Before you start reading, you can leave whatever you know about James Comey’s testimony at the door. This is a jury, and reading about the case in the media may be sensational but can be poisonous to our common goal of getting at the truth.
Never since a media personality made up a story that George Washington could not tell a lie has there been such a discrepancy between the media narrative and reality.
Jim was one miserable man. He had a dream job as an executive charged with running a large and well-known company. His problem? He had two bosses. And his bosses always seemed to be at each other’s throats. If Jack said diddly, Jill said squat. If Jack said do, Jill said don’t. If Jack said cheese, Jill said frown.
What’s Jim to do? He tried gauging the two execs, cozying up to Jack when he appeared to be on the rise and transferring to Jill when she was ahead. Nothing worked. And he ended up on the wrong side of both. He was on the verge of getting pink slipped when all of a sudden — the break.
James Comey is one lucky man. He was an FBI chief in arguably one of the hardest positions — sandwiched between Republican calls of “Lock her up!” and Democrats who had just nominated Hillary Clinton as their standard-bearer. Comey tried pleasing both groups but ended up collecting the sewer ends of both.
Just when he had been left for dead, he caught a break — the media, for their own selfish interests, resurrected him. Newspapers now consider him the very paragon of virtue, whose word is gold against the president of the United States.
Leading the hagiographic charge is none other than the once-venerable Washington Post, just months after calling for Comey’s head on a platter — no difference whether a silver, iron or platinum one. Also on the bandwagon was the Daily News — which alternates between presenting Trump on their front page wood as a clown, a murderer and, on better days, a thief — whose editorial board issued the “highest condemnation” of Comey and called on him to resign.
Then-Senate Democratic leader Harry Reid accused Comey of violating federal law; his successor, Chuck Schumer, said he had lost confidence in Comey. “Maybe he’s not in the right job,” suggested House Democratic leader Nancy Pelosi. One of President Trump’s fiercest critics, Rep. Maxine Waters of Los Angeles, declared bluntly: “The FBI director has no credibility.” Another Democrat, Rep. G.K. Butterfield, said, “I think that James Comey needs to fade away into oblivion.”
Then Comey got his lucky break. He was fired — but by Trump, not Hillary Clinton. And if Jack says diddle, the Democrats and their communications arm must say squat.
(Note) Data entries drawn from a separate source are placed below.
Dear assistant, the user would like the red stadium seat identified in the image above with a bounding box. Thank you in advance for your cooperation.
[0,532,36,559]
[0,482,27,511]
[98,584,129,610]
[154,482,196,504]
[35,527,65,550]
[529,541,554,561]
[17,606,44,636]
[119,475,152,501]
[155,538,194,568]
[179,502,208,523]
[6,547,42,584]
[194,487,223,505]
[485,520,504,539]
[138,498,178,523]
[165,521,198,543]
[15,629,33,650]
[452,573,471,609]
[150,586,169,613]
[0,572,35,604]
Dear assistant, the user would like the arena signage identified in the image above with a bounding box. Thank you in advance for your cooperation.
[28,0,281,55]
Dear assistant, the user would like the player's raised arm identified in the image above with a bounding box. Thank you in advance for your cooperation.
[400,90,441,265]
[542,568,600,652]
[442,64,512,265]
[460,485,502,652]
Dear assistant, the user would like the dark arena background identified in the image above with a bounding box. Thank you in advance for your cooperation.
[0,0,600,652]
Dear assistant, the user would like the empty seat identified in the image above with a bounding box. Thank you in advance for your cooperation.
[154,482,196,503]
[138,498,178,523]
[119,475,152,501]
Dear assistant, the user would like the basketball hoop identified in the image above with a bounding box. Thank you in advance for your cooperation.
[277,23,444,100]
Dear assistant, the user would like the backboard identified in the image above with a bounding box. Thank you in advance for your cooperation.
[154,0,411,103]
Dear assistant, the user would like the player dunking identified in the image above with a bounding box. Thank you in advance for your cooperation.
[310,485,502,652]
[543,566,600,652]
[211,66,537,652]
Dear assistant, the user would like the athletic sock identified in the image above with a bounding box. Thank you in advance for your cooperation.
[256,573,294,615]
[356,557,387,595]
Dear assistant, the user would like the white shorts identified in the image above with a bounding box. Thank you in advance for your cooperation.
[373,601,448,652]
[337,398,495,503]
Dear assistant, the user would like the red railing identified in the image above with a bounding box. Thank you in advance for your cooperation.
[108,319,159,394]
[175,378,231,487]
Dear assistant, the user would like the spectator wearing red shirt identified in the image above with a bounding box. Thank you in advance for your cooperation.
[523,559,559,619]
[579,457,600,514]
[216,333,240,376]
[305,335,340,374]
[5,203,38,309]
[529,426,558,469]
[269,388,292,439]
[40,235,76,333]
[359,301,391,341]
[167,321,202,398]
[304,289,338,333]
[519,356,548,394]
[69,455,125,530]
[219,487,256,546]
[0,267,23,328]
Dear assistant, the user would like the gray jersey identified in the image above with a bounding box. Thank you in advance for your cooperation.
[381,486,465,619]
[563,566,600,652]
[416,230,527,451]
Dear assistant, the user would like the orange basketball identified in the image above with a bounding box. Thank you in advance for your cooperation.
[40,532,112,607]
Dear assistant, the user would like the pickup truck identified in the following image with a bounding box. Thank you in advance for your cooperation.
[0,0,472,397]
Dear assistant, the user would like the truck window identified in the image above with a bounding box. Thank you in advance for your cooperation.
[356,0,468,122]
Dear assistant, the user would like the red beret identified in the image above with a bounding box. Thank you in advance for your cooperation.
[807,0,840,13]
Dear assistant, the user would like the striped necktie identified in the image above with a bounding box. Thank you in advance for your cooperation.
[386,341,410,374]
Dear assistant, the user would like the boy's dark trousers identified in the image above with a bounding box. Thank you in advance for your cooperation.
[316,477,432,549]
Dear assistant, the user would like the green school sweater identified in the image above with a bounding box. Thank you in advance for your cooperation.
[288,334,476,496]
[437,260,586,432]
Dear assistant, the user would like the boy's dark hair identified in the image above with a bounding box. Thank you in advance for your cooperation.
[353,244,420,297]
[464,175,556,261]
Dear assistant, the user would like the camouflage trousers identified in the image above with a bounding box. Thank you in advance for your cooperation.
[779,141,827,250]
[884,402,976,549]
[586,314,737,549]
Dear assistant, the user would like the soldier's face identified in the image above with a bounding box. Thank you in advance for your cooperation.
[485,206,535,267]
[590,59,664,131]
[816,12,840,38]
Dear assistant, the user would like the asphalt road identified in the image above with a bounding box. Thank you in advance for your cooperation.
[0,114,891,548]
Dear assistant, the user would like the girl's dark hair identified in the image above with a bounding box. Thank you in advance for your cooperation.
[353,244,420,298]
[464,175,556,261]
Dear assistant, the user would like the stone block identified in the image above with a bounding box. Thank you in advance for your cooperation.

So the media is now holding up Comey as a supremely rational and honorable man whose word can be taken to the bank.
It is laughable to hear the same cast of characters who as little as six months ago considered Comey’s credibility a tad higher than the Loch Ness monster now going with him for broke.
Here’s my thing with the media — they’re a 20th-century dinosaur when news consumers are in the 21st century, an anachronism holding onto visions of past glories and future victories. But they’ve been wrong on every recent significant event.
Britain’s election last week was a major flop for Prime Minister Theresa May, who had been predicted by polls to cruise to a majority; instead, she is forced to collate with a minor Irish party. In a little more than two years, Britain has had two general elections and a nationwide referendum. Each time, the politicians, pollsters, betting markets, political scientists and commentators got it wrong.
And don’t forget about the Trump victory, Netanyahu’s win in 2015, and Erdogan’s loss that same year.
All around, polls are not being borne out in reality. Yet, we still hear how President Trump is the most unpopular president in history for a first-year president, how 61 percent think Trump’s firing of Comey was in order to protect himself rather than for the good of the country, and that 56 percent think Trump is trying to interfere with the Russia investigations.
Twenty years ago, The Washington Post and The New York Times could keep news under wraps by not reporting it. Today, the news is out there so they try spinning it out of control. One thing we must have over them is the ability to think for ourselves.
This is supposed to be an opinion column, but let me stick in a fact. Presidents — get ready for this bombshell — are fully entitled to do whatever they want when it comes to the executive branch. We live in a time when the media selectively allows you to hear facts, but here’s one to bear in mind — Trump, as so many of his predecessors have done, is allowed to fire the head of the FBI, is allowed to direct him to drop this investigation or focus on that probe.
In fact — yeah, another fact falling to an opinion writer to divulge — former president Obama’s attorney general, Loretta Lynch, asked the FBI to stop calling the Clinton email probe a “criminal investigation.” How should it be referred to? A “matter.” As one wag said at the time, the FBI’s name should be changed to the “Federal Bureau of Matter.”
Did Trump actually tell Comey to drop the probe into Michael Flynn? The president says he didn’t. I may be old-school here, but a president’s word here means more to me than Comey’s — except, of course, if the president comes out with an outright lie, such as the Obamacare “keep your doctor” alternative fact, which cost millions of Americans their health security.